Fatma Polat zeichnete gleich zu Beginn der Diskussion das Bild, dass sie zwischen zwei Stühlen sitze. So könne sie als Kind türkischer Gastarbeiter*innen eigene Erfahrungen, aber auch als Vorsitzende des Vereins Arc-En-Ciel die institutionelle Perspektive in das Gespräch mit einbringen. Auch sie hob hervor, dass ehrenamtlich Engagierte enorm wichtig für die Integration geflüchteter Menschen sind, vor allem, wenn sie die Neuangekommenen mit ihren jeweiligen Eigenarten annehmen und ihnen ohne erhobenen Zeigefinger begegnen.
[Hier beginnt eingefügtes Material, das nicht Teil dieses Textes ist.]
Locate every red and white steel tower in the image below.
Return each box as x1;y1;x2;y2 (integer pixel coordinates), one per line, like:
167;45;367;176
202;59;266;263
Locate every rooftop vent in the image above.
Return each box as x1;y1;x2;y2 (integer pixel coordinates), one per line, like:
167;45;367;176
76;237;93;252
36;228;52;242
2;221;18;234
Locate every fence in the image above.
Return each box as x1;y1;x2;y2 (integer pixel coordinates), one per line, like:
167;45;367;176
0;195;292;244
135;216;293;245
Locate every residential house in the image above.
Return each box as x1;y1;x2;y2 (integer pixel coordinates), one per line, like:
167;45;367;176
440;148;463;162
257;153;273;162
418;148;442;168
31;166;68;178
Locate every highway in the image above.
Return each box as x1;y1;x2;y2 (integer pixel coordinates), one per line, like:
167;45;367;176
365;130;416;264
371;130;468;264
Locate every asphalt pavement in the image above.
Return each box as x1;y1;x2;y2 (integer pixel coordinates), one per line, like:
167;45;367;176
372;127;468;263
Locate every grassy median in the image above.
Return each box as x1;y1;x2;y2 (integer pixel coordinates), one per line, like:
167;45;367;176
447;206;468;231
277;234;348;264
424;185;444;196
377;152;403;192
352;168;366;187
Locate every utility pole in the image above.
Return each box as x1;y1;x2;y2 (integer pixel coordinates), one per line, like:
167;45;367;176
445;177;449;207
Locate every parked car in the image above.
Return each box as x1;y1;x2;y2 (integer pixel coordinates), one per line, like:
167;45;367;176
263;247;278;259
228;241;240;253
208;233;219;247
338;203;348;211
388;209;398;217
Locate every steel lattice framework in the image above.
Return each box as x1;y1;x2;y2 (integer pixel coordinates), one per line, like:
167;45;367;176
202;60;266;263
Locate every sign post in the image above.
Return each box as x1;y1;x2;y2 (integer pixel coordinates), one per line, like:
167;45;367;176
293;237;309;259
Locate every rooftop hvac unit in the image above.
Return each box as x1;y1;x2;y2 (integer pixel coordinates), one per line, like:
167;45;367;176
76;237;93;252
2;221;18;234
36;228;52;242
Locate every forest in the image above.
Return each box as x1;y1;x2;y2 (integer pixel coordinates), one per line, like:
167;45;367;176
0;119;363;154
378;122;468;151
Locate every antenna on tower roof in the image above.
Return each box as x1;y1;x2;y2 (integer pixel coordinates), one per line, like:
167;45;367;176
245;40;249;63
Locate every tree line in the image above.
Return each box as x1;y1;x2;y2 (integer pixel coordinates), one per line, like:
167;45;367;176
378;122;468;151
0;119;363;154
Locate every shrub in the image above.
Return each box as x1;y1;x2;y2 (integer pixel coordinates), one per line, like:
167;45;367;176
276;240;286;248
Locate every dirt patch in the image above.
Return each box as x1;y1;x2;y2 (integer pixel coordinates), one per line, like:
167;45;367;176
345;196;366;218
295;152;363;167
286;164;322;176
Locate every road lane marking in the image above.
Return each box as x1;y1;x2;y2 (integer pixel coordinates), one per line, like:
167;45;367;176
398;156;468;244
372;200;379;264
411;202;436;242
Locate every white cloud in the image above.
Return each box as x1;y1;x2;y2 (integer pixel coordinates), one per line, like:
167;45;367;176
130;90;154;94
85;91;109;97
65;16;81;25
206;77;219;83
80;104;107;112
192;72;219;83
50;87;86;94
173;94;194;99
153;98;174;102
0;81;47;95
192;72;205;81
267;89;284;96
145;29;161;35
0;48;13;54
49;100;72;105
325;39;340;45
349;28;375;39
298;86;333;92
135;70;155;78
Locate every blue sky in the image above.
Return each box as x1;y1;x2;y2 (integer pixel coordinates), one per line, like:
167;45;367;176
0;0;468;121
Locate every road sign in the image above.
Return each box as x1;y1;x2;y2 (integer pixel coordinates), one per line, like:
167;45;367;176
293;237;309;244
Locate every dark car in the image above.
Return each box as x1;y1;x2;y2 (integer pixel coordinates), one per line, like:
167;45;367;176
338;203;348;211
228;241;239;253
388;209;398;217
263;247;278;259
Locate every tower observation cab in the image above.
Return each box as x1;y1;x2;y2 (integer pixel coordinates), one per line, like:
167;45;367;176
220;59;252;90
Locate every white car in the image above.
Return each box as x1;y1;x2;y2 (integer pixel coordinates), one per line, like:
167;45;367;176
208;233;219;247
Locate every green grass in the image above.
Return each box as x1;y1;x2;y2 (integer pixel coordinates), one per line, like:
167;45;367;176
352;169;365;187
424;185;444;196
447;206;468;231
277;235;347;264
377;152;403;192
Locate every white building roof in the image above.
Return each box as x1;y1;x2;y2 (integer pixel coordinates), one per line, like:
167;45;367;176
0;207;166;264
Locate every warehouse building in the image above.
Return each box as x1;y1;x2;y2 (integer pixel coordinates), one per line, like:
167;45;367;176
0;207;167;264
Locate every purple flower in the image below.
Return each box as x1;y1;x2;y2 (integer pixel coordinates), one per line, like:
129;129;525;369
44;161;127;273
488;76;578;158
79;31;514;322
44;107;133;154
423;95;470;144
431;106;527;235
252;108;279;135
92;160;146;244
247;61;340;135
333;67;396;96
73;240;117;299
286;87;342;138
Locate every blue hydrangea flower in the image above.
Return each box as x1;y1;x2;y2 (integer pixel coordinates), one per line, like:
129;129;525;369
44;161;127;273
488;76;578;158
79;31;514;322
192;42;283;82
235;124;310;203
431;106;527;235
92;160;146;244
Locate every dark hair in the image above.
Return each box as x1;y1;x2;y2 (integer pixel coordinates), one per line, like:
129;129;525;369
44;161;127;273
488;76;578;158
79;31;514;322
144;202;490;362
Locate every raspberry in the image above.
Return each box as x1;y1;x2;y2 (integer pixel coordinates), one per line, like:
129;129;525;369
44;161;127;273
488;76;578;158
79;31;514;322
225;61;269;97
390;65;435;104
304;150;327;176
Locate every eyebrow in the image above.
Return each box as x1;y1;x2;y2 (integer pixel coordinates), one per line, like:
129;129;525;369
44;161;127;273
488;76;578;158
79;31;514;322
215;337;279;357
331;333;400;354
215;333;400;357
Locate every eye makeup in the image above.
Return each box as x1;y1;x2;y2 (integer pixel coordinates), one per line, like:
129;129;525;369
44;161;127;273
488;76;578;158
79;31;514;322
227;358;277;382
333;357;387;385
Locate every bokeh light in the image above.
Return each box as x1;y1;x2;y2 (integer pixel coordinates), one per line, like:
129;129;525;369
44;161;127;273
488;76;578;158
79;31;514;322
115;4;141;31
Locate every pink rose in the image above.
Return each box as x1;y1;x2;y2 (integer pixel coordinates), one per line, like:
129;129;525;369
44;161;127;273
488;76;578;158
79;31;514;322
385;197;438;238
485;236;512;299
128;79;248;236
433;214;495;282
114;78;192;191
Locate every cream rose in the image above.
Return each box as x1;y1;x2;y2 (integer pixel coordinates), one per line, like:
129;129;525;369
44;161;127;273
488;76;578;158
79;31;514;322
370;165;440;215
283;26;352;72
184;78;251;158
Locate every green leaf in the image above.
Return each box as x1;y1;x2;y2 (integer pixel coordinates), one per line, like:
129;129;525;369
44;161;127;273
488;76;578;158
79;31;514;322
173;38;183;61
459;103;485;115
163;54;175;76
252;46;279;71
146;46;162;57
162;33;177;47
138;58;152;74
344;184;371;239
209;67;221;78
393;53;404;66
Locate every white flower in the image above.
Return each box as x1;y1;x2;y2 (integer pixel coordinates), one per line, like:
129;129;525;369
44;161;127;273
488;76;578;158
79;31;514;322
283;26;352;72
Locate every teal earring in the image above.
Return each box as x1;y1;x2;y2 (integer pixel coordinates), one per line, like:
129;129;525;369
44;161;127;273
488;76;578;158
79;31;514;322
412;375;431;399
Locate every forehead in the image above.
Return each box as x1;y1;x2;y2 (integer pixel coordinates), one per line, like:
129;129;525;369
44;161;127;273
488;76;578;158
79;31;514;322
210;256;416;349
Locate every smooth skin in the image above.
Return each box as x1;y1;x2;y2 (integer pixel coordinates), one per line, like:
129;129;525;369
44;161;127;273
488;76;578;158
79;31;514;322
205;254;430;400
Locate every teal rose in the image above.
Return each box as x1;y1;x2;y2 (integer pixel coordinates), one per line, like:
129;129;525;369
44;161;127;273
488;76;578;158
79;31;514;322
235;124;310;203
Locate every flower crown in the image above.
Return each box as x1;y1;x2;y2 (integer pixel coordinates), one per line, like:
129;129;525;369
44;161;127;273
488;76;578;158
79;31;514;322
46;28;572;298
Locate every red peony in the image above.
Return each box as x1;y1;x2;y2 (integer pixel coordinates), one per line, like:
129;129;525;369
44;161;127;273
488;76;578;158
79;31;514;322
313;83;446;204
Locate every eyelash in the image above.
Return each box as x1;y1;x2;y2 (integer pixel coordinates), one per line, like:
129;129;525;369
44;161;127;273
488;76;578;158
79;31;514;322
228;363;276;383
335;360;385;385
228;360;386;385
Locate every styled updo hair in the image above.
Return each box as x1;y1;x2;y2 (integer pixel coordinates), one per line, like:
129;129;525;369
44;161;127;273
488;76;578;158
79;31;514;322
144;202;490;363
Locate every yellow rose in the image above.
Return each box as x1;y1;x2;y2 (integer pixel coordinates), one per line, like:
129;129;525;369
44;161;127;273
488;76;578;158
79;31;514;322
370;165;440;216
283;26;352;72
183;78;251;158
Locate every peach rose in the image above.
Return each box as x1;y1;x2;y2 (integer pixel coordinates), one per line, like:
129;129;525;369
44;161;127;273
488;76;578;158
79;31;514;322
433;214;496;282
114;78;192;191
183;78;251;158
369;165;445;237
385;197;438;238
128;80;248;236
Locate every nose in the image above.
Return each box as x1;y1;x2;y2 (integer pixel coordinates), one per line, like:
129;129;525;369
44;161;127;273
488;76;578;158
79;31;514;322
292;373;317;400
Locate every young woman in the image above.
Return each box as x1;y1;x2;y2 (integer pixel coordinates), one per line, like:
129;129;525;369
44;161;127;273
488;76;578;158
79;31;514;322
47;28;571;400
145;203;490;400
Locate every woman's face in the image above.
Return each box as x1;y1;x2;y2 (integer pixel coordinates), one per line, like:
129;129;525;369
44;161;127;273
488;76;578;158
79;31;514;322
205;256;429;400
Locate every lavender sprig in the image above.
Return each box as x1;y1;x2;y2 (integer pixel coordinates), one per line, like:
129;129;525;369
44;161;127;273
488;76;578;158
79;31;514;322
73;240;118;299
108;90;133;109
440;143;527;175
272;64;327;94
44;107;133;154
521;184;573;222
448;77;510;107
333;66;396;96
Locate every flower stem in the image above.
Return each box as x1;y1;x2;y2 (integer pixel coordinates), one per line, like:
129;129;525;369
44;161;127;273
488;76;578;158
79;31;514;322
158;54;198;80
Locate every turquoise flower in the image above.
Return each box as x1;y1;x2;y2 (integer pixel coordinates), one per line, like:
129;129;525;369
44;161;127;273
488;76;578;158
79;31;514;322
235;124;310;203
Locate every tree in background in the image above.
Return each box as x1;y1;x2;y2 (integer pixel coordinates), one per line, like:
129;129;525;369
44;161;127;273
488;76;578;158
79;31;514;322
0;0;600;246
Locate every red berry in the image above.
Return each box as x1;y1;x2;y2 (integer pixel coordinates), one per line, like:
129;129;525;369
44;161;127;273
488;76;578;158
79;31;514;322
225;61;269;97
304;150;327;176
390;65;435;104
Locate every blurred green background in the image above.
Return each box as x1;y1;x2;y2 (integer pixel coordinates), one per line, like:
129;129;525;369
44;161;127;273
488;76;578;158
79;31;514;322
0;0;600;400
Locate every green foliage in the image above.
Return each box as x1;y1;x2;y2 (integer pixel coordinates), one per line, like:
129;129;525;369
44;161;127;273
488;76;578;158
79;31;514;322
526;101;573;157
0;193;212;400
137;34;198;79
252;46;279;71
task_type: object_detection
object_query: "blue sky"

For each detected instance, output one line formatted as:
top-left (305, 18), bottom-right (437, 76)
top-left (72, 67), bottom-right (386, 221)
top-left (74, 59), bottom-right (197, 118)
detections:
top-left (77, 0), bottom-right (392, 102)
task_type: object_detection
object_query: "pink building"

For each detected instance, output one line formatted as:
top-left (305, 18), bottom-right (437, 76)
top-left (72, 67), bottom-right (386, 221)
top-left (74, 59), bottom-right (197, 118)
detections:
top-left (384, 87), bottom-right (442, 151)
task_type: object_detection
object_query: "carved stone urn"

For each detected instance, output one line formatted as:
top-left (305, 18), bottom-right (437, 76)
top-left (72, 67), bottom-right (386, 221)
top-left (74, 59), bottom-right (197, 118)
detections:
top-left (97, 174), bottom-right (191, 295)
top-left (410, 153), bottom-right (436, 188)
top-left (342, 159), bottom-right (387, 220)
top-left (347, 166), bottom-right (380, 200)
Miguel Vicente, Beauftragter der Landesregierung für Migration und Integration, schaltete sich ebenfalls in die Diskussion ein, da er sich in vielen Geschichten wiedererkennen könne. Er selbst sei als Kind spanischer Gastarbeiter*innen mit fünf Jahren nach Deutschland gekommen. Er griff das Bild der zwei Stühle von Fatma Polat auf und sagte, dass es einen dritten Stuhl brauche für etwas Eigenes, das mehrere Identitäten widerspiegeln könne.